September 11, 2001
by
Sheila Maurer
How would we have reacted to the disaster on Tuesday, September 11th if we had not had T.V.? In the second World War, bombing raids, destruction of people and buildings were faithfully recorded on radio, but it was our imagination that had to make a picture of the devastation caused by warfare. Nothing that I could have imagined would have been even close to the actual nightmare seen on T.V. when the second plane streaked into the tower of the World Trade Building, engulfing the structure in flames and smoke.
I felt it couldn't really be happening — it was some war film trying to outdo any movie that had gone before. Every time, and that is often, that the same pictures are flashed onto the screen, I still find it beyond my realm of reason to accept such an event.
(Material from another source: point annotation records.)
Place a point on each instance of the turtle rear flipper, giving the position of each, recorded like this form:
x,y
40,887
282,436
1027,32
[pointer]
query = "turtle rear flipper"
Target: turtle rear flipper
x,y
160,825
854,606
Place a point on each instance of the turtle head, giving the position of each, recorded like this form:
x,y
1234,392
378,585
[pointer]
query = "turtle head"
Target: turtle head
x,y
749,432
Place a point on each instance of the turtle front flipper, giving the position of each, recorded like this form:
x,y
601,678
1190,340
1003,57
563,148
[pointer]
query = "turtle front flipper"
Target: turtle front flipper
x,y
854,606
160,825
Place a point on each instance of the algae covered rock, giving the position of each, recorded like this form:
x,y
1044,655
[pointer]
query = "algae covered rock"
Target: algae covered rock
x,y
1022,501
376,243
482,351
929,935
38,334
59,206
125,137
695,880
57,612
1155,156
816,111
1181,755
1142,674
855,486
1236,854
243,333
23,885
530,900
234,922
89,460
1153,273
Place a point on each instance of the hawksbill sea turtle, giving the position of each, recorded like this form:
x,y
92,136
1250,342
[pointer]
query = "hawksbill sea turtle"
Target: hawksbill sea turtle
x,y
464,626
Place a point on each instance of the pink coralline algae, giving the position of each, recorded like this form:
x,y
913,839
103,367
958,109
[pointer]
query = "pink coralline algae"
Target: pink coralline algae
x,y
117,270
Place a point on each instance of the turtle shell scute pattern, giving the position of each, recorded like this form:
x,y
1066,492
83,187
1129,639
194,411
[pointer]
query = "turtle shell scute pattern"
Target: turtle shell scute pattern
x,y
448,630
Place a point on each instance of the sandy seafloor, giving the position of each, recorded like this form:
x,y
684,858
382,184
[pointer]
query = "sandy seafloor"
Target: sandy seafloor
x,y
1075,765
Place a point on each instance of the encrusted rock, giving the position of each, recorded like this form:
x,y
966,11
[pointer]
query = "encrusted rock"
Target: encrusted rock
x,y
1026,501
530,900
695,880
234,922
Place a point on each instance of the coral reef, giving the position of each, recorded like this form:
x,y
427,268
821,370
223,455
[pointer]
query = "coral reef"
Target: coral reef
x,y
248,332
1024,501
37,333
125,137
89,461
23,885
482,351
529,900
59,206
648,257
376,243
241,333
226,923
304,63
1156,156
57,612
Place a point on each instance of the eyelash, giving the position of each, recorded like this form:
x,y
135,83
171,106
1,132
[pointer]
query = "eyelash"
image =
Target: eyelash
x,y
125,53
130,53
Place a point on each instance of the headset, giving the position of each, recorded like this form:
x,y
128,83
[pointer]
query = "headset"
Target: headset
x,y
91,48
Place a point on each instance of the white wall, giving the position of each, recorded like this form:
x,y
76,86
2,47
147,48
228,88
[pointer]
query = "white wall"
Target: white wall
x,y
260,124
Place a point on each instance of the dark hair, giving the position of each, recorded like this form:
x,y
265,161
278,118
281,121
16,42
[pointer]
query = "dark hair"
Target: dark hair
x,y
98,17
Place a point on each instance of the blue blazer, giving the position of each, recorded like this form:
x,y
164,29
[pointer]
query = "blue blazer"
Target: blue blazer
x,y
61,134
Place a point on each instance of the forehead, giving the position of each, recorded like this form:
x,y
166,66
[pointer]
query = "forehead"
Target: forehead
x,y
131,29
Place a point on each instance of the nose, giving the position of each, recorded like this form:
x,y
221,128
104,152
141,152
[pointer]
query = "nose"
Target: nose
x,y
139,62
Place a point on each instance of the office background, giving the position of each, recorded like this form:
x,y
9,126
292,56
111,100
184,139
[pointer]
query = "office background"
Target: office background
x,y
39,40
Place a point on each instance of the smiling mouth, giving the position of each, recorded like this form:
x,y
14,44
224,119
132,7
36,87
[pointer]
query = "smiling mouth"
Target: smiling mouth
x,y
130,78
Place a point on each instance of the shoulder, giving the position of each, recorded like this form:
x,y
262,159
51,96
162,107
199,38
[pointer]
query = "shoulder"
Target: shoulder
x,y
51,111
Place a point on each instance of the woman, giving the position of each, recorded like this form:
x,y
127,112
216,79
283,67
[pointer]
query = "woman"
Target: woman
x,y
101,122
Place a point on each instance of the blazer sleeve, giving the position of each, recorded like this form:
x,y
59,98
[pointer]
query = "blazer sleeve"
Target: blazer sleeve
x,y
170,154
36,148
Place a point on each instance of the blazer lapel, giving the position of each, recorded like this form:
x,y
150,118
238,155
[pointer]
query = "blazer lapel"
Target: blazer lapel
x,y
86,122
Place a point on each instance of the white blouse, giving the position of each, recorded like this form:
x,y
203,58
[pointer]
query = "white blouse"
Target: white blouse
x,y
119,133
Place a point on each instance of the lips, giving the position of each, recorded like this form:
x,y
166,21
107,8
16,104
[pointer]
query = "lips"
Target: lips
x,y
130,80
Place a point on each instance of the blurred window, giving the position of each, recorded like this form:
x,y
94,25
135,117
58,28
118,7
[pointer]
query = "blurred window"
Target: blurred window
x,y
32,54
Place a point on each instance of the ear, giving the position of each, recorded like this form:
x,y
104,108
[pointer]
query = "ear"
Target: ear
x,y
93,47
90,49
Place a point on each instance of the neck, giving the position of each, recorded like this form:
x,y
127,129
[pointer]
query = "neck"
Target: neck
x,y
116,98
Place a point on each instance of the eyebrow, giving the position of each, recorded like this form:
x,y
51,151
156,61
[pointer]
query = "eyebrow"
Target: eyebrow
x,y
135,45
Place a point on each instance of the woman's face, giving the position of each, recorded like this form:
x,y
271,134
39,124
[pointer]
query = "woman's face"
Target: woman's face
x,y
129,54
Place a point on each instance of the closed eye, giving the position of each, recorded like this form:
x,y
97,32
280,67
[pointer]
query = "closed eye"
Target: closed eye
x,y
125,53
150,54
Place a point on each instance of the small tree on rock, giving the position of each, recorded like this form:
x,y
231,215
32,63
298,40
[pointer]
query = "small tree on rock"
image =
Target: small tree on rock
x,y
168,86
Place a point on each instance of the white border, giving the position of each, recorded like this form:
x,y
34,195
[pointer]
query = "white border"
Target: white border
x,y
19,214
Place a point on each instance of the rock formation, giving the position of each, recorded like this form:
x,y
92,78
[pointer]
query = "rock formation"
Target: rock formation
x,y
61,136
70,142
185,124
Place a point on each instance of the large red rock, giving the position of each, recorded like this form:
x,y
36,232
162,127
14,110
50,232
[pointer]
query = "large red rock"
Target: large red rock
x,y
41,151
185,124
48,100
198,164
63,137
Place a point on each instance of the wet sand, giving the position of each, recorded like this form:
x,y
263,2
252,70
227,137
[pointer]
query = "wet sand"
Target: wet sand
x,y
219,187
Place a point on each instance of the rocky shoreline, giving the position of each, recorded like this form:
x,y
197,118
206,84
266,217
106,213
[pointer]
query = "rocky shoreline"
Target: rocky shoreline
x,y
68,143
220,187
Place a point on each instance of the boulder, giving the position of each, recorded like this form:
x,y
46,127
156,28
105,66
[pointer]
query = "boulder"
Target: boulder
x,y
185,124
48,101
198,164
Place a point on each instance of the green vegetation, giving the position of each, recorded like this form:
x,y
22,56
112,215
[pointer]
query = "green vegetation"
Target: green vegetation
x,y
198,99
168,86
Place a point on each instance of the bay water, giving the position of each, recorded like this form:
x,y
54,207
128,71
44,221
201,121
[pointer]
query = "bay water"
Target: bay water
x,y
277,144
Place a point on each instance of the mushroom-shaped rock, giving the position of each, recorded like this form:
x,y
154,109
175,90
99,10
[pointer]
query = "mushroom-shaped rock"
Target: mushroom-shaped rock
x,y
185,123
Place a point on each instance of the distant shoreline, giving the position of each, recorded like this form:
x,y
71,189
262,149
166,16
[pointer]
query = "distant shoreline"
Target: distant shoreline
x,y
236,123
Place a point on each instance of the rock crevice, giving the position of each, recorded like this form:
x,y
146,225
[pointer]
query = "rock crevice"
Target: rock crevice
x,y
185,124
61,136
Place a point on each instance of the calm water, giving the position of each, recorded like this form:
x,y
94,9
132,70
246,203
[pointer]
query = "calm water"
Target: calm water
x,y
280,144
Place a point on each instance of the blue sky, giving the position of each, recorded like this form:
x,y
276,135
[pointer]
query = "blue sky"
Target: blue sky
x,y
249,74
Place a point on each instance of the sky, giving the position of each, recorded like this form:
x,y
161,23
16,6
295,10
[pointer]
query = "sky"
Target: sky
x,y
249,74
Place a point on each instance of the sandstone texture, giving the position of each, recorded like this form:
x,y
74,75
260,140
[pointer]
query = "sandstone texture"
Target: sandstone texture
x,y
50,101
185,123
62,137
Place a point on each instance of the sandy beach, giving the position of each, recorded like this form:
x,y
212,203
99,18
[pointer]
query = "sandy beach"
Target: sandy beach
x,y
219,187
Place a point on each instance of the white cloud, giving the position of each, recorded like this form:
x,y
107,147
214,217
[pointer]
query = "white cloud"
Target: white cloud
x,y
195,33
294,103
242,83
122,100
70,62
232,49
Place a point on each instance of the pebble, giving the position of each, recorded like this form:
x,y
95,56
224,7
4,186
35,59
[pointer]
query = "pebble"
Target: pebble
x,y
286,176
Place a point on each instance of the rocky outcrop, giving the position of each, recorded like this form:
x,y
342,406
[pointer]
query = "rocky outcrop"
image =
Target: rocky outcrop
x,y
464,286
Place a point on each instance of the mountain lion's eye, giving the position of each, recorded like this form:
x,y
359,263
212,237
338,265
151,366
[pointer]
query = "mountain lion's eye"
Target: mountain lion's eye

Perhaps luckily, my mind draws a curtain over the imagined picture of those trapped in the two buildings, and the innocent air travellers living and breathing as their plane sped toward its goal, and then the penetration and, one hopes, instant death.
Will faithful, visual recordings of disasters make people come to their senses, or will one shut out the horror and wrap oneself in the flimsy blanket of disbelief and optimism: it can't happen to me?
Perhaps visual presentations will have some effect, or will they merely harden our sensitivity so that, as long as we are not in the melée, we can accept the fact that these things happen, but, thank God, not where we are?